Ai Qing trat 1941 der Kommunistischen Partei bei und war mit ihren führenden Persönlichkeiten vertraut, darunter Mao Zedong, den er „nachdenklich und gefasst und weithin gelesen … und gelegentlich Witze machte“ fand. Doch er geriet bald in Konflikt mit den Säuberungen des Anführers. In den Erinnerungen an Weiweis Teenagerjahre in einer Region mit dem Spitznamen „Kleines Sibirien“ ist die Autobiografie am lebendigsten und aufschlussreichsten. Der Junge lebte in einer Erdgrube, suchte nach Brennholz, um sich warm zu halten, sein Vater musste Latrinen reinigen, in denen „Fäkalien zu eisigen Säulen gefrieren würden“.

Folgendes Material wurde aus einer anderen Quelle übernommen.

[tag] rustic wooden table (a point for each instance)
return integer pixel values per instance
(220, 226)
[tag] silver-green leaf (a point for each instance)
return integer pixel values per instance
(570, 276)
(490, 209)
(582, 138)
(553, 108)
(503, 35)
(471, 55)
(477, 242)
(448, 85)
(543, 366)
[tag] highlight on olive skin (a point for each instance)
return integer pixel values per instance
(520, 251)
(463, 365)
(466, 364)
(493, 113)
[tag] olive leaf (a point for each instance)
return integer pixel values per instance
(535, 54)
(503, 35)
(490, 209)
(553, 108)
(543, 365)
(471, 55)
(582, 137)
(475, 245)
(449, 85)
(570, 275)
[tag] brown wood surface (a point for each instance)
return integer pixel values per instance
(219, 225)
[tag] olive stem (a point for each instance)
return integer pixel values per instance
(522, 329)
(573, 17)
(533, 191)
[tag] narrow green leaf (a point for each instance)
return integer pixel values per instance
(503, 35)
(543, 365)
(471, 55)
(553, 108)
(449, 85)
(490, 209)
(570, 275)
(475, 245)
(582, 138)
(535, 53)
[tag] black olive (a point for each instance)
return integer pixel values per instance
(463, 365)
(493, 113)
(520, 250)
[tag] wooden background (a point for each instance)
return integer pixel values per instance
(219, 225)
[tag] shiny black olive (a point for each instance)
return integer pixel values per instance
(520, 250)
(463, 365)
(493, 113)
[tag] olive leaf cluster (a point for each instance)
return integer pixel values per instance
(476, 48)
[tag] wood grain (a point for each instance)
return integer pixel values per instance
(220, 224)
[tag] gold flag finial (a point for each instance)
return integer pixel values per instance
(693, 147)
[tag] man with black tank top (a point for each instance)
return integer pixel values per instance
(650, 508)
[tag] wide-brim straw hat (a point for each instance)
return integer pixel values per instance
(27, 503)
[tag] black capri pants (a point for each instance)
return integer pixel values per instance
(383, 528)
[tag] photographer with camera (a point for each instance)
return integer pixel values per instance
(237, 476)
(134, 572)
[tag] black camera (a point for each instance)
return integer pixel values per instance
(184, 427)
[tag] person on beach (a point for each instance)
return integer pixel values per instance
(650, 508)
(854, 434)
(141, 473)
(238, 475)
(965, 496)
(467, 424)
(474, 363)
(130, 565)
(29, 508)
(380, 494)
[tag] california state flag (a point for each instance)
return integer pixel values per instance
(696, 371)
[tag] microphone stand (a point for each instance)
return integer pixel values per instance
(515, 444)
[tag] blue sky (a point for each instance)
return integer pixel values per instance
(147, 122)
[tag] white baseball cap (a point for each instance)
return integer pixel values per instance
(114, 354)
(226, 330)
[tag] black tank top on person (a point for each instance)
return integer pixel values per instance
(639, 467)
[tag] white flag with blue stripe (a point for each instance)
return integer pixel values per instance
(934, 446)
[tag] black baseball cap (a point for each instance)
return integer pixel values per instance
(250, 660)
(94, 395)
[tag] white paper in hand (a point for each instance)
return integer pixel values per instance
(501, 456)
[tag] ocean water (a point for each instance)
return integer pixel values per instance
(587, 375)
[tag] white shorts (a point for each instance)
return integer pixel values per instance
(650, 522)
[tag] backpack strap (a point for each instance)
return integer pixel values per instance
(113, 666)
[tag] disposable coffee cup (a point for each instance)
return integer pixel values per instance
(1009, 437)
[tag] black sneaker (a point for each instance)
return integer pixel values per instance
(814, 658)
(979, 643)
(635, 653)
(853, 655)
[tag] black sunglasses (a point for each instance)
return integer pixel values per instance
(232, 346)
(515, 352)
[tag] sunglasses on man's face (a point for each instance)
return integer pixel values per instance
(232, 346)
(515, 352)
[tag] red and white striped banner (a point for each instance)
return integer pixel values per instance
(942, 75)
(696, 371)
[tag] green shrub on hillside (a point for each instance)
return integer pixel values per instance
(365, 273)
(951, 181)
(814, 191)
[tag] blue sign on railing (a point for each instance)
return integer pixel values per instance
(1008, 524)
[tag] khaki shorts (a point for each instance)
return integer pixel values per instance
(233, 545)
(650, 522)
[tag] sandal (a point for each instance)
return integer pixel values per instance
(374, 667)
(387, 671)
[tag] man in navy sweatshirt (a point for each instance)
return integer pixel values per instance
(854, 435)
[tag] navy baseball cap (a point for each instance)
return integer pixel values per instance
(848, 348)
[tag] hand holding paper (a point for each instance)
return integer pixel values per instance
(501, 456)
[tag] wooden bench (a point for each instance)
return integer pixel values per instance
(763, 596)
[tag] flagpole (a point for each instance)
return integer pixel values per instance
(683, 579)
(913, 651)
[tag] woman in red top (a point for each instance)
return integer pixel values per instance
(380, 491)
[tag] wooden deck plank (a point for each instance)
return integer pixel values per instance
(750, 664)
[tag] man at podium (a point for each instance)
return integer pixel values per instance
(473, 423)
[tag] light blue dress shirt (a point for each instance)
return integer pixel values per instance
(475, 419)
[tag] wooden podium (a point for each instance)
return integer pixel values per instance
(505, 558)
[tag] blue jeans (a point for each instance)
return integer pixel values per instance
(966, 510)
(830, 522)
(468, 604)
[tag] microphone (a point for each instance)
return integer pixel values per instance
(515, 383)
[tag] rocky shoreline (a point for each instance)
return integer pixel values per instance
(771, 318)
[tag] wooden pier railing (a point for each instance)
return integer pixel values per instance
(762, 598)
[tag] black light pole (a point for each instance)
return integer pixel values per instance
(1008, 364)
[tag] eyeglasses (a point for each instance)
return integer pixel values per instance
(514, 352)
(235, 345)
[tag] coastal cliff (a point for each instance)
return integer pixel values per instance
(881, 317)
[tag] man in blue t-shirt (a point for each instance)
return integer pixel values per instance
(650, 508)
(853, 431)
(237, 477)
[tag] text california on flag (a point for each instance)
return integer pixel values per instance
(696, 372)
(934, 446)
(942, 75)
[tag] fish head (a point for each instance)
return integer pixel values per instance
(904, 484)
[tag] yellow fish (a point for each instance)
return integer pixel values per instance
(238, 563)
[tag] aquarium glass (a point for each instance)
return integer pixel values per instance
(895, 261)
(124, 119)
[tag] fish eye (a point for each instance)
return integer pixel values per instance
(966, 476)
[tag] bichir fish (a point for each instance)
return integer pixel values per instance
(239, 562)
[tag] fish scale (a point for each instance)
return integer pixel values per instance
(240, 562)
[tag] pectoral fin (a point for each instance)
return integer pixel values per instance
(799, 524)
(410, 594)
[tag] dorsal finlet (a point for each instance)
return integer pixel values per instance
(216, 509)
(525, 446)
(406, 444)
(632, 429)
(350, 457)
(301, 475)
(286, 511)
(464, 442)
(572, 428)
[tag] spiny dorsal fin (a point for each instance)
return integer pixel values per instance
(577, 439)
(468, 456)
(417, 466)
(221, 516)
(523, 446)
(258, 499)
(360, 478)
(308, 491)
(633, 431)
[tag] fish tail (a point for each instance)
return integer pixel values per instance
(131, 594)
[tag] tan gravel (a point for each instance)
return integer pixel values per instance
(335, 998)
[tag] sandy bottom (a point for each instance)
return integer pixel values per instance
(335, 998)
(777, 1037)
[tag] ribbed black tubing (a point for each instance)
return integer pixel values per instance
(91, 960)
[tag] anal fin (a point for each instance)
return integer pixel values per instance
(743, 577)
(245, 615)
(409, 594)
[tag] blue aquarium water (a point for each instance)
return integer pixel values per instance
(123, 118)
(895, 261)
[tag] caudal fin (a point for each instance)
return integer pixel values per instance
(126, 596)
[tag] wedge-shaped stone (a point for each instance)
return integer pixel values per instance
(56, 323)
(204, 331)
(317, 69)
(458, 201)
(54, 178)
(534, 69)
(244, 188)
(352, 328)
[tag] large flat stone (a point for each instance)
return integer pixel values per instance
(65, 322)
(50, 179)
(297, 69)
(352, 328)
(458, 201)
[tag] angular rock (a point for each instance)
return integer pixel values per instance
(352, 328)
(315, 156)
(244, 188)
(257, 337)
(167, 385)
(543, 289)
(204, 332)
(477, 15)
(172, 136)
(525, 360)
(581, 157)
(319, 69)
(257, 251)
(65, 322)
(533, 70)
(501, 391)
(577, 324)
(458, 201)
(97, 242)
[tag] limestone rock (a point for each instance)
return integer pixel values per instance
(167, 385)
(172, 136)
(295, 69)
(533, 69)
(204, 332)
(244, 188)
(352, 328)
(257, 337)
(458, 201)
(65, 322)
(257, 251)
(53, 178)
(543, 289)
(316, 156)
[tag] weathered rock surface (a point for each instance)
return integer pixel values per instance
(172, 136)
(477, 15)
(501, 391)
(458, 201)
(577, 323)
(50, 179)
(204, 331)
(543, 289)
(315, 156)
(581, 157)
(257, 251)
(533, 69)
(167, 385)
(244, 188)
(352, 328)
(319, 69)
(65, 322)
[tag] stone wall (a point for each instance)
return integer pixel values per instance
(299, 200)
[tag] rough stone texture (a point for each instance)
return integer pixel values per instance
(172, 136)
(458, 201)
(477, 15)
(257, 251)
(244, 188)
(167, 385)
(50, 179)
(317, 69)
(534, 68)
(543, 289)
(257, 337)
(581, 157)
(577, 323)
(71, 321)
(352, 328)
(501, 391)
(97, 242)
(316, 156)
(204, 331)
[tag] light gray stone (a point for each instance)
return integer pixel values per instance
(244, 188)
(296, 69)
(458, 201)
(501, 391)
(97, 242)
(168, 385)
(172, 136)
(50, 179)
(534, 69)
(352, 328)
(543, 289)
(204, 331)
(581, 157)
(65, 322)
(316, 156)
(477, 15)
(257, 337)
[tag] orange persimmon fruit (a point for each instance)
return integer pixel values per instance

„Vater zündete sich immer eine Zigarette an und begutachtete das Werk, als bewundere er eine Rodin-Skulptur. Der Nikotinrausch würde seinen Mut stärken, die vor ihm liegende Aufgabe anzugehen“, schreibt er. Ai Qing erlitt diese Verfolgung stoisch, bemerkt er: “Ich muss zugeben, dass mir diese Nachsicht fehlt.” Als Ai Qing schließlich politisch rehabilitiert wurde, bekennt er sich zu Frieden, aber für seinen Sohn haben diese Demütigungen einen langen Schatten geworfen. Er drückt eine „Ungeduld gegenüber der Schüchternheit der Generation meines Vaters“ aus.

Trotz dieser gemischten Gefühle ist 1000 Years of Joy and Sorrow letztlich eine elegische Hommage an das berufliche und persönliche Erbe seines Vaters. Er zitiert aus Ai Qings Gedichten und gibt mehrere davon vollständig wieder. Eines der frühesten Werke seines Vaters, geschrieben in Paris, beschreibt seine Mitflüchtlinge „die Freiheit liebend, den Krieg hassen / In Wut über diese Dinge / In Angst über sie / Schweißtreibend / Tränen in den Augen“. Ai lebt heute in Portugal, und trotz seines pragmatischen Verständnisses der Grenzen der Kunst angesichts des Totalitarismus und der Ablehnung des Glaubens seines Vaters, dass die Poesie „untrennbar mit der Zukunft der demokratischen Politik“ sei, bleibt die Kunst für ihn dennoch ein Zeichen für soziale Gesundheit. Zensur, schreibt Ai, sei „die grausamste Form von Gewalt“.

1000 Jahre Freuden und Leiden von Ai Weiwei, übersetzt von Allan H Barr, wird von Bodley Head (£25) veröffentlicht. Um den Guardian und Observer zu unterstützen, bestellen Sie Ihr Exemplar unter guardianbookshop.com. Es können Versandkosten anfallen.